Isaacson was a horse trainer in Texas, but it was not until his son went on a horse for the first time that his tantrums calmed down and he began to speak. His stress behavior reduced and he learned to communicate through movements and exploration.

After pulling Rowan out of school to work with him individually at home, Isaacson soon began to see the drastic effects that working with horses had on his son.

In his documentary and book, Isaacson describes his trip to Mongolia, where he sought to find a place that combined the healing effects of nature and horses. From this he developed the Horse Boy Foundation, a non-profit organization emphasizing the healing effects of not only horses, but nature and a supportive community.

The method he designed combined a six-stage process: Being outdoors, no distractions from sensory triggers such as artificial light or loud noises, riding the horse with a companion, playing games, academics and finally learning self-advocacy.

To execute the method properly, a person must combine self-compassion, following the child’s movements, allowing the child to feel unpressured, use humor, giving the child adequate time to finish the task, not demand their attention and being creative.

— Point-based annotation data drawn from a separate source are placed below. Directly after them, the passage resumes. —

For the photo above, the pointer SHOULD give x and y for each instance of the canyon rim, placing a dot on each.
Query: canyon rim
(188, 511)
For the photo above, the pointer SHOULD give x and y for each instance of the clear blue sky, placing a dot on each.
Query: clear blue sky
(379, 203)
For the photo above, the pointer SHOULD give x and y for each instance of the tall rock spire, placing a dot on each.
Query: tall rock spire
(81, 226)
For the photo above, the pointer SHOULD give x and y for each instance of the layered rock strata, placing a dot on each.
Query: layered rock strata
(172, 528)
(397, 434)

“Rowan is now fully verbal and he has his own web-based television series. He continues to amaze me. He’s still autistic, I don’t think I would say that he’s recovered at all. The autism is very much his personality and he’s very functional with his autism,” Isaacson said.

The program began in 2007 and currently has five full-time workers, five part-time and the volunteer base.

He further explained this method could be applied without actually having access to a horse. As long as you reproduce the method using play equipment and nature, reenacting horse riding, and following the certain ethics he described, the effect on the child will be just as efficient. It is not only about working with the autistic child, but the whole family, especially the siblings who don’t get as much attention from the parents.

“What I would like is for ‘Horse Boy Learning’, our home-school program, to be such an easily accessibly thing … and we’re working on that through universities and other organizations,” Isaacson said.

Isaacson ended his presentation by asking the audience what their dreams were and stating that working with autistic children will send them in the right direction because they are dream whisperers.

“Lucky us to get to work with the dream whisperers. They are the champs. We have a front seat on the evolution of our species, egoless people.” Isaacson said. “How about that for a future of humanity?”